One of our recommendations is that you have heterogeneous pools, having different drive classes within the same tier is not a great idea. Unfortunately, the current GUI implementation is a little over zealous, and so can start disallowing some things that are fairly reasonable, such as someone trying to add a second array with drives that are slightly larger than the ones that make up the current array in the pool. For now you have to resort to the CLI to work around this behavior.

There are times when you will want to override the GUI recommendations, the main reason is likely to boil down to the current limitation that arrays can’t be expanded by adding new drives. So you might want to think about what you will do when the pool runs out of space, if it’s a case of buying a new expansion with 24 drives then you might want to use 24 drives per array, or you might want to look at buying 2 expansions and adding 48 drives when it gets close to capacity.

Array Performance

Then we get onto the more complicated topic of performance, some people throw around the “rule of 4” as a commandment that cannot be disobeyed.
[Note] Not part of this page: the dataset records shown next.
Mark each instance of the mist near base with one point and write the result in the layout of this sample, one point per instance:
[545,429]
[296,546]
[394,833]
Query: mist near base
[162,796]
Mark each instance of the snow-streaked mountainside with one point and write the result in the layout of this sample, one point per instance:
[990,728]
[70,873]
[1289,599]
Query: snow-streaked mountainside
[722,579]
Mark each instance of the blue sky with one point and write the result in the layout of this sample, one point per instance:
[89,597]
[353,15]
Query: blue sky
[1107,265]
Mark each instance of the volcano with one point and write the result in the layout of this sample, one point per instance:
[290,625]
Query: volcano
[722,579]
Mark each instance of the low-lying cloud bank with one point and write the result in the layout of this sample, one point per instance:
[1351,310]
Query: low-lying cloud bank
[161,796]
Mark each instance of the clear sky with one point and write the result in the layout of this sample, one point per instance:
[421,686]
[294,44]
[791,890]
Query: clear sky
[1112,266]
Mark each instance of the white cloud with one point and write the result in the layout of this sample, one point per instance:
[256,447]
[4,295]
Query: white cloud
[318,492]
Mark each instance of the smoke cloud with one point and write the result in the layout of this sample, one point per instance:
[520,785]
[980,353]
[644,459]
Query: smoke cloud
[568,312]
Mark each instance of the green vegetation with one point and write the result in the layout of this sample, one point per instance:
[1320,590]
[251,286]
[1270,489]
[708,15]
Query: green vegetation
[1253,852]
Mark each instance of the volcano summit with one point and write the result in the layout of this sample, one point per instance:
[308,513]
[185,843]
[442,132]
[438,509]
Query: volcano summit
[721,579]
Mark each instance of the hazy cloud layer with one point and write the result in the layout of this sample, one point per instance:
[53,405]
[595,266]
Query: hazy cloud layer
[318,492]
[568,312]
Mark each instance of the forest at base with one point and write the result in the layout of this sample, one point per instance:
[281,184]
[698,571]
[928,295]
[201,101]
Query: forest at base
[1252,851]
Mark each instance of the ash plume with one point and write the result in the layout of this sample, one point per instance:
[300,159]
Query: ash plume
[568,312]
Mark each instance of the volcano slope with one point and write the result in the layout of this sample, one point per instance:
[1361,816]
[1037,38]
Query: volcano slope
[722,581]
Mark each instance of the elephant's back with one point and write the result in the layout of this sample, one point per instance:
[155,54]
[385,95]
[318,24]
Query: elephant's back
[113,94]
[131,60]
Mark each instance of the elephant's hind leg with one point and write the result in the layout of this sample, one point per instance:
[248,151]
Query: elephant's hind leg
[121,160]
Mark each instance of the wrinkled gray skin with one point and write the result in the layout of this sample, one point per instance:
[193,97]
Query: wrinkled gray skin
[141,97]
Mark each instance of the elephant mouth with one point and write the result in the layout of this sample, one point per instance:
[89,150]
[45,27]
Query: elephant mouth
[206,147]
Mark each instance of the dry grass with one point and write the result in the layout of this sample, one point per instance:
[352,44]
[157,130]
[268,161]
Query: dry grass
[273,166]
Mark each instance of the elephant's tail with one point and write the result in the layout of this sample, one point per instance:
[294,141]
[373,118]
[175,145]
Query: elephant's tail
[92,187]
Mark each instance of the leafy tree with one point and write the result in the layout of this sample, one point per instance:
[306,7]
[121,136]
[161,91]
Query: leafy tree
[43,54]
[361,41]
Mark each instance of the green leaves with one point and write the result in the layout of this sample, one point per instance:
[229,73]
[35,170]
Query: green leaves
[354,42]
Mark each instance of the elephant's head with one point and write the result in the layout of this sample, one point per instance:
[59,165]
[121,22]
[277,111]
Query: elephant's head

If you aren’t aware of the rule of 4 it stems back to the fact that V7000 gen1 has 4 cores for processing IO, each volume gets assigned to a core and each array gets assigned to a core, so a single volume using a single array could be only using 1 core for the majority of the IO processing. If you are in that situation and you have a performance critical system, and you have a workload that may be limited by the processing power, then you might want to use 4 arrays. However, with distributed raid came some improvements that allow some of the io processing for an array to be done outside of the assigned core so the problem is reduced, there are also performance advantages of having a single distributed raid array. If your system happens to fall nicely to having 4 arrays then that’s great, but going out of your way to contort it to fit the rule is just going to give you more overheads.

The reason why one large array can improve performance is due to the SVC code allocating extents from a pool to a volume. By default those extents are now 1GB, that means if reading or writing to a 1GB extent you are only using the drives in one MDisk. For a random workload you would expect multiple extents to be active across all of the MDisks so all the drives are in use, but for a sequential workload you tend to hit one extent rather hard then move onto the next. The cache tries to improve things but it’s still very easy to get a situation where some drives are sat idle. A distributed array uses every drive in the array for every extent so getting all drives active is much easier.

Having said all that when, it comes to SSDs things are different. With a sizeable number of drives in an array, before you get drive limited you start to hit other limits in the system. There are plans afoot to overcome those limitations but for 7.6.0 I’d recommend keeping a distributed SSD array to 20 drives or less.

Rebuild Areas

One final topic is about the number of rebuild areas, a rebuild area is equivalent capacity to a single drive. So the more rebuild areas you have the more drives that can fail one after another. The number of rebuild areas you want, is a mix of how many drives you have, how important the data is and how quickly you want to replace a failed drive. Once a drive has been replaced, the data then gets copied back from all the spare spaces to the replaced drive, so this is another case of writing to a single drive which can take a few days on the really large nearlines. So the copy back time needs to be taken into account, replacing a drive doesn’t immediately give you back the redundancy. My advice would be to go with the default suggested by the GUI, then add an extra one if the data is critical (but don’t use the fact you are using extra rebuild areas to drop down from RAID6 to RAID5) or if you want to have some leeway to batch up replacing failed drives.